David Gallagher envisioned high school students making meals for the younger students at Andover Elementary and Perth-Andover Middle School, who would otherwise go without.

The Brewer Foundation kicked in more than $30,000 to help pay for kitchen upgrades and glass-front display fridges so kids could see the milk and snacks inside and grab what they needed.

WATCH | Student volunteers practise empathy by making sure other New Brunswick students don't go hungry during the pandemic.

"The information they wanted to know was so heartwarming," said Carol Godbout, the school community co-ordinator at Andover Elementary.

"It wasn't just here, fill out some forms. It was … 'Tell us about you. Tell us about your community. Tell us about your kids.' It was amazing."

The very latest project to get funding approval is the new hub kitchen in Saint John where meals are made for five elementary schools in high-priority neighbourhoods.

Erica Lane, the community engagement co-ordinator for the Anglophone South School District, said they just got word that they'll be getting $24,000 that will, among other things, help them find more space.

3,000 lunches prepared a day

The Brewers say they're determined to keep developing partnerships with local food champions who have a lot of wisdom to offer because they're in the community.

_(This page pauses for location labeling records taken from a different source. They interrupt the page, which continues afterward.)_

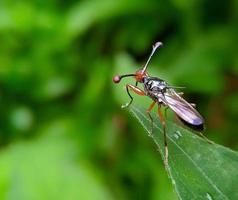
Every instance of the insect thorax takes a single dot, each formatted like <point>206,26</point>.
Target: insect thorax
<point>153,86</point>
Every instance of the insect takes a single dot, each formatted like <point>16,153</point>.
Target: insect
<point>162,94</point>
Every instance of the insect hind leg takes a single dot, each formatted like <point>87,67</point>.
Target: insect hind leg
<point>165,137</point>
<point>151,118</point>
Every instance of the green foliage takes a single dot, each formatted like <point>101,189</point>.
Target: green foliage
<point>197,168</point>
<point>57,60</point>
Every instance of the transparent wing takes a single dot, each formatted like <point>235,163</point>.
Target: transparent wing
<point>181,107</point>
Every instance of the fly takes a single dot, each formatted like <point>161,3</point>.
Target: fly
<point>162,94</point>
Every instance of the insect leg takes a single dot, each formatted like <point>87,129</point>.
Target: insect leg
<point>165,111</point>
<point>165,137</point>
<point>134,89</point>
<point>151,119</point>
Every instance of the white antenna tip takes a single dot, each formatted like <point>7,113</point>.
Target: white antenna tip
<point>157,44</point>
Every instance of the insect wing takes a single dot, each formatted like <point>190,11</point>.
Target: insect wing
<point>181,107</point>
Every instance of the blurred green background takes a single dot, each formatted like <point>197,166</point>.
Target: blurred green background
<point>63,134</point>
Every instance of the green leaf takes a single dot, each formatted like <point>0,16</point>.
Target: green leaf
<point>197,169</point>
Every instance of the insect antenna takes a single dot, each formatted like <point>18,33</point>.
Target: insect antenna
<point>155,46</point>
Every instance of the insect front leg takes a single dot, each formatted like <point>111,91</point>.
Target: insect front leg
<point>151,118</point>
<point>165,137</point>
<point>134,89</point>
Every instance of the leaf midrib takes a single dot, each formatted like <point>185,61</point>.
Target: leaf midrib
<point>209,181</point>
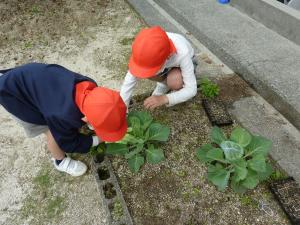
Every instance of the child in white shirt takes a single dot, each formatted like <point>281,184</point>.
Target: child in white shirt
<point>163,57</point>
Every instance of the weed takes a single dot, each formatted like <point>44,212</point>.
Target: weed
<point>209,89</point>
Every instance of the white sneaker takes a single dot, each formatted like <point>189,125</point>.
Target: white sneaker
<point>73,167</point>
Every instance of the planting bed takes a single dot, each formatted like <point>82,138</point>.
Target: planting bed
<point>176,191</point>
<point>216,112</point>
<point>111,194</point>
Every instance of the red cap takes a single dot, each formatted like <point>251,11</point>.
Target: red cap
<point>150,50</point>
<point>104,110</point>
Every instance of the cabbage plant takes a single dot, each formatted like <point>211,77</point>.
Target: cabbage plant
<point>239,160</point>
<point>141,143</point>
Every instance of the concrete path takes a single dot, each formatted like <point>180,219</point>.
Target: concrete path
<point>268,61</point>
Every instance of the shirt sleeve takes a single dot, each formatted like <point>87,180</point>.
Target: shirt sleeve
<point>189,89</point>
<point>68,137</point>
<point>127,87</point>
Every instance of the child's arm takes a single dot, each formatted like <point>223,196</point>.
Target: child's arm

"We're probably making somewhere around 3,000 lunches a day and backpacks on the weekend," said Earl Brewer, totalling up the projects thus far.

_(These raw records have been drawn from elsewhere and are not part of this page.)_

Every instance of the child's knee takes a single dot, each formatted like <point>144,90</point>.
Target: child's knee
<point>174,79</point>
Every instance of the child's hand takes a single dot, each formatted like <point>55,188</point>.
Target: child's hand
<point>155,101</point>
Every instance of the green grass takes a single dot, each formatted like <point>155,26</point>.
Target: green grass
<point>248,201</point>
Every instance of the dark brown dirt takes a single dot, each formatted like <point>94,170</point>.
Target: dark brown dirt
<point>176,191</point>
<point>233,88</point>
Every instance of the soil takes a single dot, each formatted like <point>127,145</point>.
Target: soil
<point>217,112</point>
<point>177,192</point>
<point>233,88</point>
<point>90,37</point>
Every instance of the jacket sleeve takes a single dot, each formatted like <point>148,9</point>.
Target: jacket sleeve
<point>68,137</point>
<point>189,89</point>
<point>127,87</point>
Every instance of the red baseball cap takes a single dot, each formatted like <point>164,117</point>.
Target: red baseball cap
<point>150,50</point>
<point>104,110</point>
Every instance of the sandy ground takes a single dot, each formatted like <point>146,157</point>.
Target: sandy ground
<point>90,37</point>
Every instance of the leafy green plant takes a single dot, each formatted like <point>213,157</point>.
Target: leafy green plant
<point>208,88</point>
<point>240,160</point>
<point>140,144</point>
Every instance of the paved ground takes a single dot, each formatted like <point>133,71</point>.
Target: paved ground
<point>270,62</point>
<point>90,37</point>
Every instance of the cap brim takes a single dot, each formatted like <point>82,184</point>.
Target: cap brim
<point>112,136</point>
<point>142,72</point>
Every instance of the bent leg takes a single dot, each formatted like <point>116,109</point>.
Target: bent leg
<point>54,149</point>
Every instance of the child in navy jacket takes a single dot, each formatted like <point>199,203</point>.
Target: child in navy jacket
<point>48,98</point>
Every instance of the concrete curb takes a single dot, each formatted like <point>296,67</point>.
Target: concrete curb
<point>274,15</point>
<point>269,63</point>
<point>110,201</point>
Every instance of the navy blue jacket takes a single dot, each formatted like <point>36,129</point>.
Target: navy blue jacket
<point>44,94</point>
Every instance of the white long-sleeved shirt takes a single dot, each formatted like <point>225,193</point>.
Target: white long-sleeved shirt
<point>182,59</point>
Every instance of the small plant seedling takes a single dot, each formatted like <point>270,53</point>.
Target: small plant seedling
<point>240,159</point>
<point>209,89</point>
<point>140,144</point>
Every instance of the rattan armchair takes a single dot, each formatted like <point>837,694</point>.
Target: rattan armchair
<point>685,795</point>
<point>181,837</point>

"So we're not quite halfway there. We estimate there's probably five to seven thousand kids in the province with no lunch and no access to food."

The 'silent pandemic'

Sandy Kitchen-Brewer said it was her daughter who first opened her eyes to what she calls the "silent pandemic" of kids not having enough to eat in New Brunswick.

That was back in 2016 and within a year, the Brewer Foundation had donated a fully equipped kitchen that sits on the property of Leo Hayes High School, where volunteers still gather every weekday to prep more than 300 lunches for more than a dozen schools in the Fredericton area.

Currently, COVID-19 has made it nearly impossible to meet with the kids who benefit from the programs.

"That's our favourite part," said Sandy. "I think it makes us more aware."

Tanya McBride, who runs the Feed the Lions program, said the kitchen continues to be a huge asset.

"Having this building here on the Leo Hayes campus is amazing for us," she said. "It provides so many opportunities."

McBride said she can't think of any other private citizens who have invested as much time, interest and money.

"Not at this level. It's amazing what Earl and Sandy have done for the whole student hunger program in the province."